Zohra Opoku installation, Armory Show, March 2017
I am delighted that the Mariane Ibrahim Gallery’s solo display of multimedia works by the German-Ghanaian artist Zohra Opoku, has been awarded the first Presents award at the current Armory Show in New York City:

http://theartnewspaper.com/market/art-fairs/young-seattle-gallery-wins-first-10-000-presents-prize-at-the-armory-show/

I enjoyed writing the gallery notes for the Zohra Opoku installation, as follows:


UNRAVELED THREADS

In this compelling body of work, the German/Ghanian multimedia artist Zohra Opoku meditates upon the overlapping strands of her complex family history. She was born in the GDR, the former East Germany, to a German mother, Brigitte Gerda Marlies Jurk, and a Ghanaian father, Dr. George Bob Kwabena Opoku. Her father, an Asante royal, returned to Ghana soon after her birth; her mother had to remain in East Germany, and raised Zohra under challenging circumstances.

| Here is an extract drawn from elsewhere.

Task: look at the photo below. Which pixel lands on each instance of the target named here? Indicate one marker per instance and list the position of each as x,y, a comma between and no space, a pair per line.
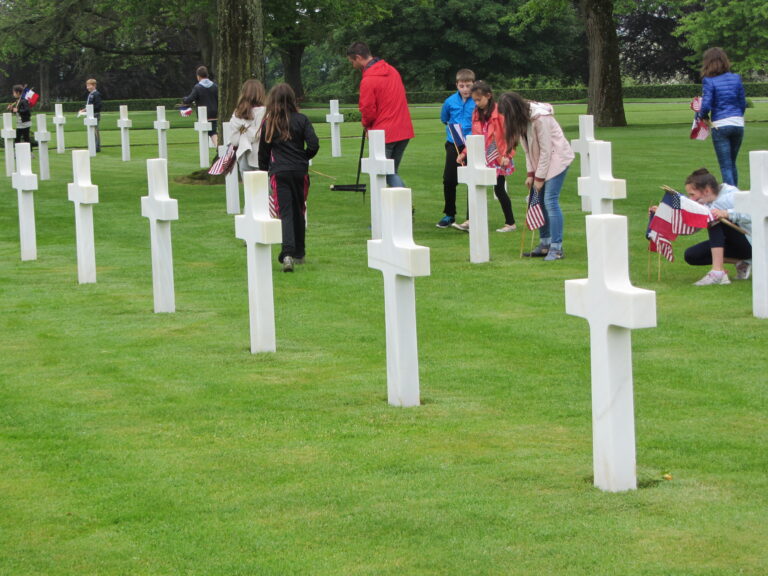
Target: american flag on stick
534,216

On cotton and canvas surfaces, the artist has printed photographs of her father wearing his regalia as the Asante monarch Nana Opoku Gyabaah II, Chidomhene of Asato/Akan, within the Ghana’s Volta Region. Zohra herself has no direct memories of her father, and has had to reconstruct her father’s story, and her relationship to Akan spiritual worlds, through her mother’s distant recollections and the memories of her younger siblings, who came of age in Ghana.  Significantly, she has reworked photographs given to her by her Ghanaian siblings after her father’s death; these images on cloth highlight both the profound distance between the artist and her father’s homeland, and the continuing work of reestablishing intimate family bonds.

The blurriness of the images is, the artist explains, not intentional,  but in a rather fortuitous fashion it evokes ambiguous spaces between imagination and direct knowledge, between dreams and narrative, and between the modern world and the ancient past. Her artistic process involves repeatedly washing out by hand photographic screens, introducing the errors and disruptions inevitably accumulated across geographical distance and the passage of time, as family stories are told and retold. Photography here functions as a form of divination, bringing the honored Dead into dynamic relationships with their living descendants across the great divides between worlds. This sense of mysterious intimacy is intensified by the presence in many photographs of sacred trees and sacred groves, which in Akan cosmology serve as portals to the life-giving powers of divinities and ancestors.

Into these assemblages, the artist has worked kente woven cloth, historically reserved for those of royal rank among Akan-speaking peoples. She honors the intricate, sacred symbolism of kente, whose color combinations bear profound meanings and sacred potencies. In so doing, she weaves together her father’s royal lineage and her own immediate family histories, including ties to her East German mother.  She incorporates wool thread once owned by her mother in a manner that  echoes weaved stripes joined together in Kente, both binding together her parents' disparate lineages and highlighting their distinctions. In so doing, she explores her own interstitial status in the global system of racial identities: in Ghana she is classified as a “white woman,” while in Germany she would be considered a person of color. Her work creates sheltering spaces for all persons who have multiple, overlapping heritage, who seek a sense of belonging and acceptance in a world that seems increasingly obsessed with division and exclusion. Within these encompassing, welcoming garments, all of us are given a glimpse of home and homecoming, and a tangible reminder that there is always, somewhere, a place for us.